Tessera’s primary corpus is my decision history. But I also ingested a secondary corpus that changes what she can do: my complete reading history. Legal textbooks, OEM manuals, technical standards, psychology, leadership theory, strategy, and fiction.
Why the Extended Corpus Matters
My personal decision lattice is the spine. The extended corpus is the musculature and sensory system. Without my lattice, this material would create a well-read generalist. With my lattice anchoring it, the corpus becomes selective intelligence amplification. Tessera does not become “smarter” generically. She becomes better calibrated, better armed, and better defended in service of my way of thinking.
Fiction as Behavioral Training Data
This is non-obvious but important. The fiction I chose to read reflects narrative structures I find truthful, moral complexity I resonate with, realistic depictions of power, failure, sacrifice, and leadership, and human behavior under stress. This improves Tessera’s ability to model human reactions, anticipate emotional responses, frame communication in ways that land, and detect when a situation is being misread as rational when it is actually psychological.
Most systems treat fiction as flavor. For Tessera, it is behavioral training data aligned to my taste and values.

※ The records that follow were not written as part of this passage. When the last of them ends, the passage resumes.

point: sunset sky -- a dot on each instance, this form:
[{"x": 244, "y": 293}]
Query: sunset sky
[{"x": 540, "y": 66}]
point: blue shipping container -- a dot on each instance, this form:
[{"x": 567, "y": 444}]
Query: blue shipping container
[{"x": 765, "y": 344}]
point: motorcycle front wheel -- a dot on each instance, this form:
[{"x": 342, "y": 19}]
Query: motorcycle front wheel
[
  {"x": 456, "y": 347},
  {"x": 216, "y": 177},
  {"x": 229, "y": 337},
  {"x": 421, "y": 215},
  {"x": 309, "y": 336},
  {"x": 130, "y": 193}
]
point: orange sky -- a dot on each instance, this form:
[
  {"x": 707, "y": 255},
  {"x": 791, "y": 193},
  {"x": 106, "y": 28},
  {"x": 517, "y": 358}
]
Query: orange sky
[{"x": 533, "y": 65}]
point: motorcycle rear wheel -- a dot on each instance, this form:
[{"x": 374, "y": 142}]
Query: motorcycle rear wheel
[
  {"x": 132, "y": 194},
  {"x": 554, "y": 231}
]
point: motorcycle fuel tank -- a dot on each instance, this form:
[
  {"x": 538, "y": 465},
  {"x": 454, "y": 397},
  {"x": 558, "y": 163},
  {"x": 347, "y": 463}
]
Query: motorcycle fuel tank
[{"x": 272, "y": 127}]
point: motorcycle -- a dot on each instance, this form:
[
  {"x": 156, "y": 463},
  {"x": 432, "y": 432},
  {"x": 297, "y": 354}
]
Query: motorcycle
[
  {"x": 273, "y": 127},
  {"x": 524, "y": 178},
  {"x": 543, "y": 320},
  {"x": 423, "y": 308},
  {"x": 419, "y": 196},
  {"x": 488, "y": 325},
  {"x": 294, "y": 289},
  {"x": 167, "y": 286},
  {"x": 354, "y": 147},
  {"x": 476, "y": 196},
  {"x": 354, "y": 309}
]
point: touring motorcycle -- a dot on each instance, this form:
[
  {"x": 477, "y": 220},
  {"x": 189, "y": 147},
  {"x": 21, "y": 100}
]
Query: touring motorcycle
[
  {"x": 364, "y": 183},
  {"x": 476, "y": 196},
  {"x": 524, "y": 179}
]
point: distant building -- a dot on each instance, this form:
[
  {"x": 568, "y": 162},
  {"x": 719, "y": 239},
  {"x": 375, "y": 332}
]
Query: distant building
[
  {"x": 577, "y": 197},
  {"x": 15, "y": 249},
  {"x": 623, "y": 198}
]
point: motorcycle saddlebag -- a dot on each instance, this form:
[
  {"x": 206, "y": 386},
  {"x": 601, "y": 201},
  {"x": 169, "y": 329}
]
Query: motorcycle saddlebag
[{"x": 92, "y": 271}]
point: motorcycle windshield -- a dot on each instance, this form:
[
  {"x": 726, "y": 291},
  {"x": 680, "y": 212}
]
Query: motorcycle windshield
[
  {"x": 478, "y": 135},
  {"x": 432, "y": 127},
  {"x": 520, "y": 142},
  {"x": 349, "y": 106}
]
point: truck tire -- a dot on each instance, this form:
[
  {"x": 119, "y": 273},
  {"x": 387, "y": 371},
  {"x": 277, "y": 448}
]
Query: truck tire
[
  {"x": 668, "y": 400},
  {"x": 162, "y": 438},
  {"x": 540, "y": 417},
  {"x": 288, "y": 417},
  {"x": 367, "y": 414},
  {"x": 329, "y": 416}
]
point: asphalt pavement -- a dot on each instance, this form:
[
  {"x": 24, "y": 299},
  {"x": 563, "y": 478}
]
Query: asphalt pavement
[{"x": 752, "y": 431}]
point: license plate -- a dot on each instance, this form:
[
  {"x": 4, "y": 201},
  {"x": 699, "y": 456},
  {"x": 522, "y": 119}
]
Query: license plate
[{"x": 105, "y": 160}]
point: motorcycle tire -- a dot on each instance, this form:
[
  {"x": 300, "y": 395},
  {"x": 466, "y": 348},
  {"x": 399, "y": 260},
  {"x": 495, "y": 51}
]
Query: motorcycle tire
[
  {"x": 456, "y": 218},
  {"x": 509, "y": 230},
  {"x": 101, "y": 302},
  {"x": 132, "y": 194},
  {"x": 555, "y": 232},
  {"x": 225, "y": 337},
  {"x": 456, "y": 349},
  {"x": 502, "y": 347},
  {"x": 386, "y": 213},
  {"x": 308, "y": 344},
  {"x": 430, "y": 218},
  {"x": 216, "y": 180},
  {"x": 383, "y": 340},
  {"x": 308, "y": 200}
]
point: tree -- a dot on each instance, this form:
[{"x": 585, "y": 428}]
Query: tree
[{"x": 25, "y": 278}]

Strategy and Leadership Texts as Pressure Testing
Thousands of leadership and strategy books do not overwrite my style. They act as contrast, validation, and occasionally contradiction. This allows Tessera to do something rare: tell me when my instinct is strong but not unique, and when it is strong precisely because it diverges from conventional wisdom. That prevents overconfidence without flattening edge.
The Net Effect
The extended corpus reduces regulatory surprise, obscure technical gotchas, psychological misreads, and shallow analogies. It does not reduce my responsibility. It reduces the chance that I am surprised by something I could have known. Tessera does not become smarter. She becomes harder to surprise.